Combien de fois un parent doit-il recommencer ?
Le parent ne devrait pas avoir à porter seul la responsabilité de faire comprendre le TDL. L’enseignant ne devrait pas être laissé seul devant les défis de sa classe. Et la direction ne devrait pas être en marge de cette réflexion. Chacun a un rôle à jouer.
Mais dans toute cette équation, il y a une personne que nous devons absolument garder au centre : l’élève !
Et si nous arrêtions de décider à l’avance jusqu’où il peut aller ?
Trop souvent, j’ai l’impression que nous avons déjà déterminé le chemin qu’un jeune pourra parcourir. Que nous avons déjà imaginé sa destination. Que, parfois, avant même qu’il ait eu la possibilité d’essayer, on lui indique ce qu’il pourra ou ne pourra pas faire !
Mais nous oublions une équation essentielle : la détermination et la persévérance d’une personne ayant un TDL.
En novembre 2025, j’ai assisté à une conférence donnée par un jeune homme qui m’a profondément marquée. À 18 ans, il n’avait que sa sixième année. Aujourd’hui, il détient un diplôme universitaire. Lorsque j’ai reçu, pendant mes vacances, une photo de ce jeune homme tenant son diplôme, j’ai repensé à celui que j’avais rencontré quelques mois auparavant. Cette photo m’a profondément touchée.

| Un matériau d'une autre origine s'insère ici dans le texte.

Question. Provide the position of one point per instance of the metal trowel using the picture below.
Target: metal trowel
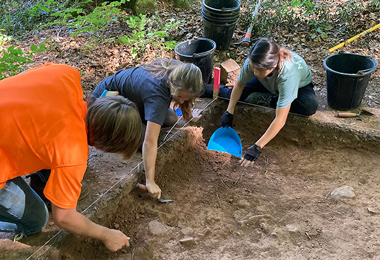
(351, 114)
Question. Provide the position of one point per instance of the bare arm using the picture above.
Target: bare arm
(235, 96)
(150, 156)
(275, 127)
(76, 223)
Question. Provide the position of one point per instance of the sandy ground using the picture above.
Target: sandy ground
(280, 208)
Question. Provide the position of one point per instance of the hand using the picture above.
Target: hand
(154, 190)
(251, 155)
(227, 119)
(115, 240)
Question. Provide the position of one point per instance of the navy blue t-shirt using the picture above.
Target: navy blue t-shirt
(151, 96)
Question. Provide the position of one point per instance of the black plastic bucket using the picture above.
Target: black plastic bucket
(347, 76)
(219, 20)
(199, 52)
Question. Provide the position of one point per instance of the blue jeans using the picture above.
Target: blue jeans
(21, 209)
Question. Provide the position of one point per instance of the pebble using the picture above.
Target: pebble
(187, 231)
(343, 192)
(187, 241)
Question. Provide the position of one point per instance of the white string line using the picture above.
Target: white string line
(102, 195)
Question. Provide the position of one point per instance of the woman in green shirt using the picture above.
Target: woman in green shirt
(275, 75)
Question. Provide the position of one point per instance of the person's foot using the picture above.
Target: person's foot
(260, 98)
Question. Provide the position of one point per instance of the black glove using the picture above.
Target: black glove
(227, 119)
(252, 153)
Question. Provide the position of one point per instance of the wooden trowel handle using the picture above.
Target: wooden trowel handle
(141, 187)
(347, 114)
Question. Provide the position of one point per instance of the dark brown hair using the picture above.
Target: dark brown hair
(266, 54)
(181, 76)
(114, 125)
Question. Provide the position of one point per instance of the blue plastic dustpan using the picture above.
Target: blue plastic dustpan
(226, 140)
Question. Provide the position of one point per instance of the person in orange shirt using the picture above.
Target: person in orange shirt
(45, 124)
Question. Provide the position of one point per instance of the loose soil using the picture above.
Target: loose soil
(278, 209)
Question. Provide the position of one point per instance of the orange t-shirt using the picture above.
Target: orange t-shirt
(42, 126)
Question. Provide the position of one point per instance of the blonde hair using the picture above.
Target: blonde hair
(185, 77)
(114, 125)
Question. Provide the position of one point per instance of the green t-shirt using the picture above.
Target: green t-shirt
(294, 74)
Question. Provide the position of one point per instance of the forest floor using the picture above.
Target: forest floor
(281, 208)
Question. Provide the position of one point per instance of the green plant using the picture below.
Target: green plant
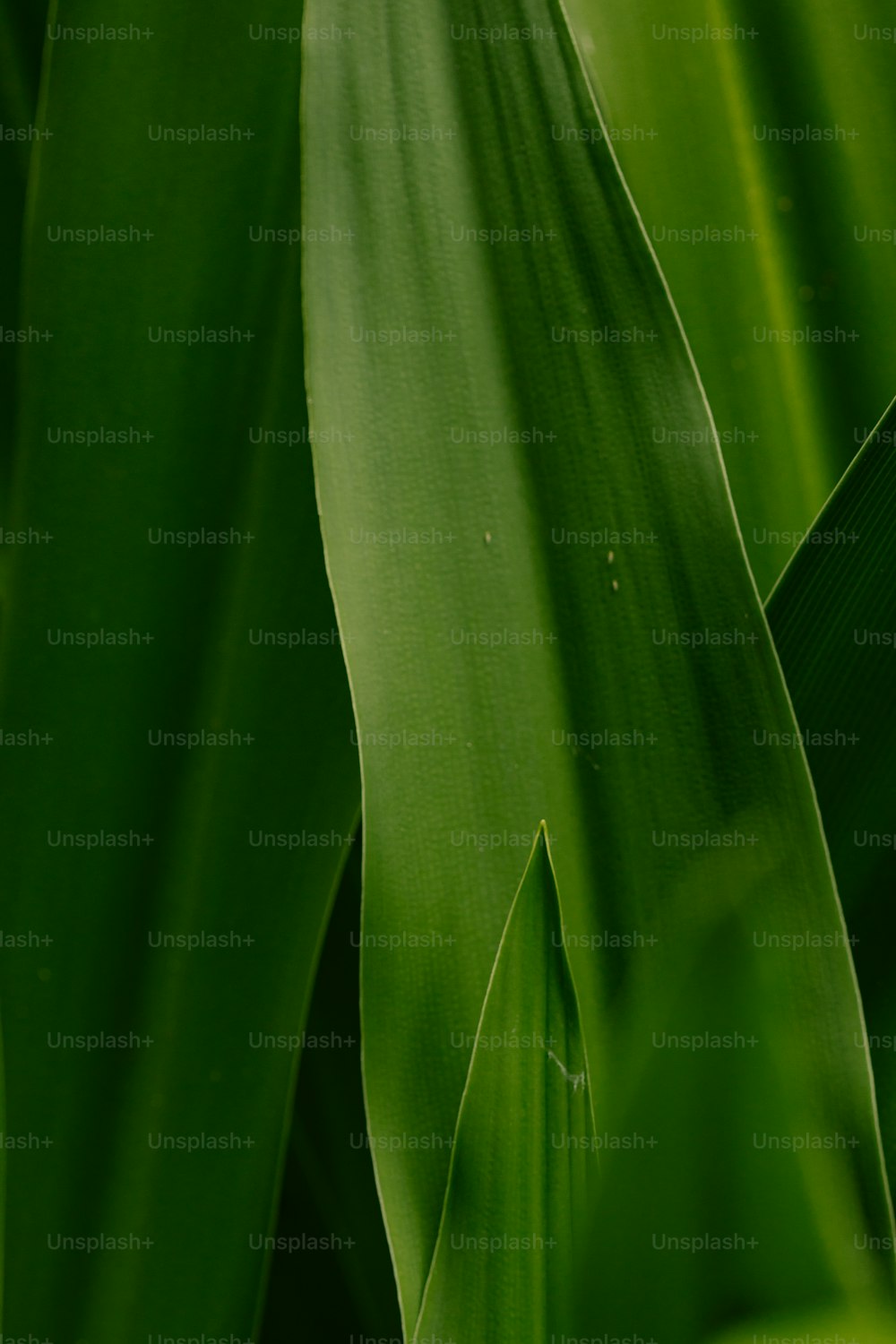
(473, 594)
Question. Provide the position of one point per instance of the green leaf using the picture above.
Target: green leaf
(543, 613)
(866, 1324)
(524, 1155)
(833, 616)
(696, 96)
(201, 659)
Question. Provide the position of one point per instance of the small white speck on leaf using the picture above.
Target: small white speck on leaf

Mais surtout, ce jeune homme m’a donné, sans le savoir, encore plus de courage et de détermination pour continuer à me battre afin que les gens croient aux possibilités des personnes ayant un TDL.
Oui, certaines personnes, selon leur profil et la sévérité de leurs difficultés, ne pourront peut-être pas obtenir leur diplôme d’études secondaires, poursuivre au cégep ou entreprendre des études universitaires. Les parcours sont différents. Mais certains le feront. Et comment pouvons-nous savoir à l’avance qui y arrivera ?
Et surtout, la réussite ne se mesure pas uniquement à l’obtention d’un diplôme. Plusieurs adultes ayant un TDL ont construit leur vie, leur carrière, leur famille et leur place dans la société sans nécessairement avoir obtenu de diplôme. Leur parcours n’en est pas moins remarquable pour autant.